Pengertian Pasar secara tekstual dalam teori ekonomi mengandung unsur permintaan, penawaran dan Harga. Pasar dalam pengertian ini hanyalah sekedar alat teknis untuk mengalokasikan barang dan jasa. Adam Smith sebagai orang yang pertama memperkenalkan teori ekonomi pasar menyebutkan bahwa pasar dimaksudkan untuk mengatur pengalokasian sumberdaya yang optimum untuk mencapai tingkat pertumbuhan ekonomi yang tinggi melalui kebebasan individu dan kapital yang dimiliki oleh swasta. Pasar, masih menurut Smith, tidak membutuhkan perencanaan dan pengawasan dari pihak manapun, baik pemerintah atau institusi lainnya, biarkan saja apa adanya dan suatu invisible hand akan mengatur kembali kearah keseimbangan.
Namun saat ini pengertian Pasar tidak lagi dianggap sebagai sekedar alat teknis untuk mengalokasikan barang dan jasa, tetapi sudah dianggap sebagai satu-satunya cara yang mungkin untuk mengatur masyarakat, bahkan kekuatan pasar ini diyakini dapat memecahkan berbagai problem pembangunan dunia. Bahkan beberapa orang percaya bahwa tidak hanya produksi, distribusi dan konsumsi yang tunduk pada pasar, namun juga kehidupan dan kebangsaan pun harus menyesuaikan diri dengan pasar. Perubahan definisi dan makna pasar ini oleh beberapa pakar disebut sebagai kapitalias yang berganti mantel yang kadangkala disebut neoliberal. Pasar Neoliberal tumbuh melintasi batas negara, merasuk ke lembaga pemerintahan, bermetamorfosis pada kapitalis global dan lokal dan ditunjang oleh teknologi informasi yang canggih.
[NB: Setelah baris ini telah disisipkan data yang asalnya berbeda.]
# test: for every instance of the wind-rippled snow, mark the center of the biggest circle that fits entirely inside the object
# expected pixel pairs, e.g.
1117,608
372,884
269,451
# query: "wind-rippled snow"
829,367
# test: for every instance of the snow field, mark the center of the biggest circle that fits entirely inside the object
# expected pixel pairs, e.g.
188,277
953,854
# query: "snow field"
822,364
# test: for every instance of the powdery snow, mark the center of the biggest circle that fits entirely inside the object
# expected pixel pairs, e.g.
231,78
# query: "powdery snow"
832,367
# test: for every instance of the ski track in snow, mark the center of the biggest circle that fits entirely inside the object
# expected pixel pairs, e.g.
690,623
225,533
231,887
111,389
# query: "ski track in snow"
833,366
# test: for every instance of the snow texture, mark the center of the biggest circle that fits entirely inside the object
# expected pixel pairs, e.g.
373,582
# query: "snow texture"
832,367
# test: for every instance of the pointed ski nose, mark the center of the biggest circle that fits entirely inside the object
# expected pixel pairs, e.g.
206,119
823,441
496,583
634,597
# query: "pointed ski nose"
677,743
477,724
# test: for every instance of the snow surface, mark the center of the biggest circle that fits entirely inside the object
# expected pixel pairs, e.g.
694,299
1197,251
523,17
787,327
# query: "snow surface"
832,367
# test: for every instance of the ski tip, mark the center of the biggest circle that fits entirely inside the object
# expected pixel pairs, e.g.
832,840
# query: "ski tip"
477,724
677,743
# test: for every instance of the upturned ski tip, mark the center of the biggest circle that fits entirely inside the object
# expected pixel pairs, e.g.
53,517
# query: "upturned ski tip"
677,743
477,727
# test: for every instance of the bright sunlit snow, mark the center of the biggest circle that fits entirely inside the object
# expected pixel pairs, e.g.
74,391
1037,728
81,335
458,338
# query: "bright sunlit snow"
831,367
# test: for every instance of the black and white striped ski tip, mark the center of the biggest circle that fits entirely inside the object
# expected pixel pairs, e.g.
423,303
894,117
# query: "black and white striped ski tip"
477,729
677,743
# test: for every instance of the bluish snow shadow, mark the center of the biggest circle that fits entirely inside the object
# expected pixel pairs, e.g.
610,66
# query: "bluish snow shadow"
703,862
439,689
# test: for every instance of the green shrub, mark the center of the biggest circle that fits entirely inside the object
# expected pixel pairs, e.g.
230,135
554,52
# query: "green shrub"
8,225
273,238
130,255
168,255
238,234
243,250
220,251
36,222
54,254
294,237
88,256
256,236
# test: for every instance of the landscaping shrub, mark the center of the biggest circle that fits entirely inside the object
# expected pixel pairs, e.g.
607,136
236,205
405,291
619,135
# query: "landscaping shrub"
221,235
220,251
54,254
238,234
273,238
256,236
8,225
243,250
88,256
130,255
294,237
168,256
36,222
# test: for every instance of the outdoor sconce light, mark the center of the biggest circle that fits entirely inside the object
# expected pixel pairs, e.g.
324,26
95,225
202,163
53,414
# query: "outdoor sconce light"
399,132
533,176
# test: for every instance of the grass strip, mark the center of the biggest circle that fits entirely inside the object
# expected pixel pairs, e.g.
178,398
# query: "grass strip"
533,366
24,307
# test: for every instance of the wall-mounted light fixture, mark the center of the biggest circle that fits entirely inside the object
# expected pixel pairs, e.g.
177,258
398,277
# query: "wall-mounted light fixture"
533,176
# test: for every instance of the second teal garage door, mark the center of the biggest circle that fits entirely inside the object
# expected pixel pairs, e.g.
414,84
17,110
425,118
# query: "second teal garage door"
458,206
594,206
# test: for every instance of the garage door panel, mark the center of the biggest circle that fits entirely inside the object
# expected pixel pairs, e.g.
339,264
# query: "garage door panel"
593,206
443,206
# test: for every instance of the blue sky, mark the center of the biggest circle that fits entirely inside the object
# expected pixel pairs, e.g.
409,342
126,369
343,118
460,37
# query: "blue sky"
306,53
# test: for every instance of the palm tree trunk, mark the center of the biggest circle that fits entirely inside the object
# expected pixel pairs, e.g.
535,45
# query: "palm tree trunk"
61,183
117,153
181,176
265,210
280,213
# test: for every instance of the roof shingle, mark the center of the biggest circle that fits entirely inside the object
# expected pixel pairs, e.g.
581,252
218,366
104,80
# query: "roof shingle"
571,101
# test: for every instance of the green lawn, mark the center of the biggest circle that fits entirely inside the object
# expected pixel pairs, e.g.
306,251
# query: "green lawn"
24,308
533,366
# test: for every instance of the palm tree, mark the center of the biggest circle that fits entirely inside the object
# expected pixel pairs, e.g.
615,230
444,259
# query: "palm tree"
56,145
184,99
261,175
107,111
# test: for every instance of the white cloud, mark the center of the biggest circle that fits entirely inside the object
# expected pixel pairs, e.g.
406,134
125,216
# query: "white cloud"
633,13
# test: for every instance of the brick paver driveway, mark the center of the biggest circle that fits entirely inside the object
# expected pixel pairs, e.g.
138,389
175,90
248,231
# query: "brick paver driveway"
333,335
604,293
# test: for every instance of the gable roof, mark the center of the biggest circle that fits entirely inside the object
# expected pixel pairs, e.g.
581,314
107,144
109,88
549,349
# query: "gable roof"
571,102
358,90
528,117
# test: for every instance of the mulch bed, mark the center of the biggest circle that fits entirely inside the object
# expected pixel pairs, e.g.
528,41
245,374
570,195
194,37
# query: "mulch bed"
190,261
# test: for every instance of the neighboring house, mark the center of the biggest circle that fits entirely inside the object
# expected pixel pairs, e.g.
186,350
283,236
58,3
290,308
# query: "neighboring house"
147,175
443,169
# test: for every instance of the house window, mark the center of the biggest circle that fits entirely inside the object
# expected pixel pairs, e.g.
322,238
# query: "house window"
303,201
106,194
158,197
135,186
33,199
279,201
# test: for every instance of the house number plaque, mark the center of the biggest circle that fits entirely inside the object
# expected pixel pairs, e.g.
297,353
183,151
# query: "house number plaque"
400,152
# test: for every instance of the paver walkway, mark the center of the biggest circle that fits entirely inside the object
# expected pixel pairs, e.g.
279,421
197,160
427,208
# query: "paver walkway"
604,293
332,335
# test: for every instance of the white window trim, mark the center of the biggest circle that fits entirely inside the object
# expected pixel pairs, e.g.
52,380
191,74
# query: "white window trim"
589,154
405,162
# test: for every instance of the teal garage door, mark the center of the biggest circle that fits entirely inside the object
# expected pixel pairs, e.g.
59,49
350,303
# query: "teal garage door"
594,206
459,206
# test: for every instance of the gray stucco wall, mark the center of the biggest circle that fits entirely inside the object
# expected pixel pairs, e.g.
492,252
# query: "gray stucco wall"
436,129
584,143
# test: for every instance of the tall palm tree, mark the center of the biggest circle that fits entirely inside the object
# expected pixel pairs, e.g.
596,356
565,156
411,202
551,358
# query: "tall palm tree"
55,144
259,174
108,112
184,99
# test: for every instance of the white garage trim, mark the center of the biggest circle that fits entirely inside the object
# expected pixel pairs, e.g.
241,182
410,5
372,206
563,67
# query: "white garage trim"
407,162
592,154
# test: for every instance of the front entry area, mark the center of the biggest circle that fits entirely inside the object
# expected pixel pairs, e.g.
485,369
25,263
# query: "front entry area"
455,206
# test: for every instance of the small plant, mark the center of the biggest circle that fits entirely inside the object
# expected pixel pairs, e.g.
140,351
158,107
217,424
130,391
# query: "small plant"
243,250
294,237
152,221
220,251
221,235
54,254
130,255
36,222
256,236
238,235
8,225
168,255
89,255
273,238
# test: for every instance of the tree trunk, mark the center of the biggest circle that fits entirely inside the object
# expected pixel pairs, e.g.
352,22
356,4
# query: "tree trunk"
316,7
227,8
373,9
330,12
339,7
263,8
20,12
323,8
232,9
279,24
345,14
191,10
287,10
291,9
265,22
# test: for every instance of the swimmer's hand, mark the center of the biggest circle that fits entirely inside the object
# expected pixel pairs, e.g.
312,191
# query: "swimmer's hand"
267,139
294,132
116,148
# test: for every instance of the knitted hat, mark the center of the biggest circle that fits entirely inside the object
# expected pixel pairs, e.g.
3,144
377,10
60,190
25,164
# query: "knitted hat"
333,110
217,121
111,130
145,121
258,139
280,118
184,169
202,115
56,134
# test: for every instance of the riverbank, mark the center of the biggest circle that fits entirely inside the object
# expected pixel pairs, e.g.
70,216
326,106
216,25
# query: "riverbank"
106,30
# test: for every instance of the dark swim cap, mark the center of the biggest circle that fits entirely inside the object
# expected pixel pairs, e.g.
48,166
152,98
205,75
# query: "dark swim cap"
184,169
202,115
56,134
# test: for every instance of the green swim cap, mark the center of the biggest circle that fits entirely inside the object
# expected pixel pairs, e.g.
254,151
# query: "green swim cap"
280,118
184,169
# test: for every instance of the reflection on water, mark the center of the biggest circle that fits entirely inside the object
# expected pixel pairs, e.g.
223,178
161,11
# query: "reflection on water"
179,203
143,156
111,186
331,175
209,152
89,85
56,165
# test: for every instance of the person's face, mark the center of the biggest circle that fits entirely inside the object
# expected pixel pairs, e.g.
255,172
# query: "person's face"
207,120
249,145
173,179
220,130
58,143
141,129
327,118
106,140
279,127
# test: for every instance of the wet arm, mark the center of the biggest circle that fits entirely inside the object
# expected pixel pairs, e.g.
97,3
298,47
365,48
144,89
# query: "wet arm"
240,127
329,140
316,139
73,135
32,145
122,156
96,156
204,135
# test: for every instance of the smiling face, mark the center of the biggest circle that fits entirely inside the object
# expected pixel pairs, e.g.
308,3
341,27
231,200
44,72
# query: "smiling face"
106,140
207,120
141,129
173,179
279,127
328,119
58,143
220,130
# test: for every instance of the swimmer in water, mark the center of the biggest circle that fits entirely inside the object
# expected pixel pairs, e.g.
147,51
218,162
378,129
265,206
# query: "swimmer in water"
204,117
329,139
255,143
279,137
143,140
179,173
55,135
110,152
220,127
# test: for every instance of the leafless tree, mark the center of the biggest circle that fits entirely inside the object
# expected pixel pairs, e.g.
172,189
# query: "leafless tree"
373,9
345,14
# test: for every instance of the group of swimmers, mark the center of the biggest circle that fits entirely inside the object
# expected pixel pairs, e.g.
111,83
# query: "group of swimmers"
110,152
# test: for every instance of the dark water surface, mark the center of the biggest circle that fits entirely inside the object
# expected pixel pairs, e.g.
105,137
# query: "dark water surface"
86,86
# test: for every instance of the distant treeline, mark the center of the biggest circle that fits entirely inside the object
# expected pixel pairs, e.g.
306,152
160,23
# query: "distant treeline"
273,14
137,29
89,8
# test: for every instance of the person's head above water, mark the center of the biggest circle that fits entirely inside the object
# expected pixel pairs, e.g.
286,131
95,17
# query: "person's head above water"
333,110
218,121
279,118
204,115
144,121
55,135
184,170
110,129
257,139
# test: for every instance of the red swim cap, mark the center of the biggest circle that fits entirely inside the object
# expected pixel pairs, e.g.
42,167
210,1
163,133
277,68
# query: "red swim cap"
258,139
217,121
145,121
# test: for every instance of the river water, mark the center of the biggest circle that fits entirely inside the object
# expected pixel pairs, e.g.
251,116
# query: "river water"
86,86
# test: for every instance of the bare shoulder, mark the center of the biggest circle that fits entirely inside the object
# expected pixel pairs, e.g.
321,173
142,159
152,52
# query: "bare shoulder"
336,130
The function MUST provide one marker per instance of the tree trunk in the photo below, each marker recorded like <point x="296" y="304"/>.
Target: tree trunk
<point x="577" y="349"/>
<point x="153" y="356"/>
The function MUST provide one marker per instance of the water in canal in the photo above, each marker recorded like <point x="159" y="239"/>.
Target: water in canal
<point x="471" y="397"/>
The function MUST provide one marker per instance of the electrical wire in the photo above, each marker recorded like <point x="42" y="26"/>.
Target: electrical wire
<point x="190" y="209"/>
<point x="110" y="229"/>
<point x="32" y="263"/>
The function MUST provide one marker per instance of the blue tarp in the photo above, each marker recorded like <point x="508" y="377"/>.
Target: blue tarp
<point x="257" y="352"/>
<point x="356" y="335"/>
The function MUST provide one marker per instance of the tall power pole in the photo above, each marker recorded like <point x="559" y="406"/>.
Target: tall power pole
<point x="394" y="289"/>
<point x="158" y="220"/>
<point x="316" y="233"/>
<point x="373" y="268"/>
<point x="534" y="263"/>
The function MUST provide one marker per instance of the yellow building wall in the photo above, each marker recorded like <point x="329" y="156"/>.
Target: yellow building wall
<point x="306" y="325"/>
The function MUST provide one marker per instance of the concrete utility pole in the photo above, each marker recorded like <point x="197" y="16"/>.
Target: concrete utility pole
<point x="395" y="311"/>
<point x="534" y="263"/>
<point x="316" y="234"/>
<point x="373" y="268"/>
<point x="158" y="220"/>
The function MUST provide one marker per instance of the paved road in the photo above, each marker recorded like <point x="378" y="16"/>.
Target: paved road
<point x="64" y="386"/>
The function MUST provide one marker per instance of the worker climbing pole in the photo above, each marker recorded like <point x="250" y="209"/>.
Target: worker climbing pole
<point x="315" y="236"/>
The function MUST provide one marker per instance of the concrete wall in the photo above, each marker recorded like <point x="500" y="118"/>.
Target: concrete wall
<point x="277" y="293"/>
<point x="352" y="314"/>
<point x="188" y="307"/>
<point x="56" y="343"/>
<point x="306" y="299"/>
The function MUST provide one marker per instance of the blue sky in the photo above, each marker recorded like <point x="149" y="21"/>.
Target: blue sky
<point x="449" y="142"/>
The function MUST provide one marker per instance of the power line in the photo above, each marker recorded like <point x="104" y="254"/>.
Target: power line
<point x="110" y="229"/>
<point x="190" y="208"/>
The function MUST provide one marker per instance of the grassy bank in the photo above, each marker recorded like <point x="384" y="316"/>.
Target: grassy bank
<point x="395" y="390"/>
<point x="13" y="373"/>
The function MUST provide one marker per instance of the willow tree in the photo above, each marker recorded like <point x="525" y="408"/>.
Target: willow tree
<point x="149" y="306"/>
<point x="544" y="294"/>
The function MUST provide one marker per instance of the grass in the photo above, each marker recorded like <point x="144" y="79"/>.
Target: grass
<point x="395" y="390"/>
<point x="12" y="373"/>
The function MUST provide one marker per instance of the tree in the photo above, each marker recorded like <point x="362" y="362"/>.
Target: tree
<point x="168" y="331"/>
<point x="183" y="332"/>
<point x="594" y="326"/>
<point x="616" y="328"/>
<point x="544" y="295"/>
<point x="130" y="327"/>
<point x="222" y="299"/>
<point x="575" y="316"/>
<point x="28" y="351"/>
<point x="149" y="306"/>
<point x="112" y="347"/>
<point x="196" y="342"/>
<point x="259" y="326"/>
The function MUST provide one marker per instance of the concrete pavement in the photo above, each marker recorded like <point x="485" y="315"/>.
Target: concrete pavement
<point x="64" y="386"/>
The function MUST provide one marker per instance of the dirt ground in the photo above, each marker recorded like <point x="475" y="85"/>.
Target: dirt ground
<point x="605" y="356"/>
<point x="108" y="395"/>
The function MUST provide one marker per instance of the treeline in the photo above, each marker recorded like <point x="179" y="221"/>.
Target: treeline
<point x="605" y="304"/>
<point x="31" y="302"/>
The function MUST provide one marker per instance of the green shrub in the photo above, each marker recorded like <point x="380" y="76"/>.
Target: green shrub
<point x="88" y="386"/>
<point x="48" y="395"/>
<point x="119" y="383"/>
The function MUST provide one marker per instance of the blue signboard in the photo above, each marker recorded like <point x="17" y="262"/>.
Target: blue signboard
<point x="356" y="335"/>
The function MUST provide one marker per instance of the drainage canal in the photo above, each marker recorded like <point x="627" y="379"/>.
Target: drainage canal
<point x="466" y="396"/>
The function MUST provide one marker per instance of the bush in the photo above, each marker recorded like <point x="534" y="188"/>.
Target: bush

Ada beberapa faktor yang mendorong timbulnya pasar neoliberal sedemikian dahsyatnya yaitu munculnya Multinational Corporation (MNC) yang memiliki asset kekayaaan yang bahkan lebih besar dari negara tujuan. Dalam prakteknya MNC ini semata-mata bertujuan untuk mengeruk keuntungan tanpa memperdulikan kondisi nasionalime negara tempat MNC berada. Disamping itu ketangguhan pasar neoliberal ini didukung oleh hadirnya 3 organisasi “pengatur” ekonomi dunia yaitu : World Bank, World Trade Organisation (WTO) dan International Monetary Fund (IMF). Ketiga organisasi ini bekerja untuk menjamin bahwa negara-negara diseluruh dunia patuh menjalankan prinsip pasar bebas dan perdagangan bebas. Bila ternyata ada negara-negara yang tidak mematuhi, biasanya akan ada sanksi yaitu berupa embargo, dikucilkan, hambatan tarif dan non tarif dan lain-lain. Ironisnya, keberadaaan 3 lembaga ini mebuat negara-negara seolah kehilangan harga diri dan nasionalisme, ketika negara dituntut “laissez faire” terhadap produk, produksi dan distribusi, justru muncul 3 organisasi ini yang ikut intervensi dalam segala kebijakan ekonomi. Tiga Organisasi dan organisasi patronasenya muncul sebagai “Negara diatas Negara” dan demokrasi ekonomi terpimpin Soekarno diadaptasi dengan nama baru : Demokrasi Ekonomi Global Terpimpin
Kita mungkin masih mengingat, betapa krisis ekonomi 1997 yang merusak segala sendi perekonomian dan merusak mental dan budaya bangsa, diyakini oleh banyak pihak adalah hasil nyata kebijakan pasar neoliberal : yaitu ketika Indonesia menganut sistem Devisa Bebas dan perdagangan bebas, yang ditandai dengan bangkrutnya perusahaan-perusahaan, PHK Buruh, cadangan devisa yang menipis dan Capital Flight dalam jumlah ratusan juta dollar.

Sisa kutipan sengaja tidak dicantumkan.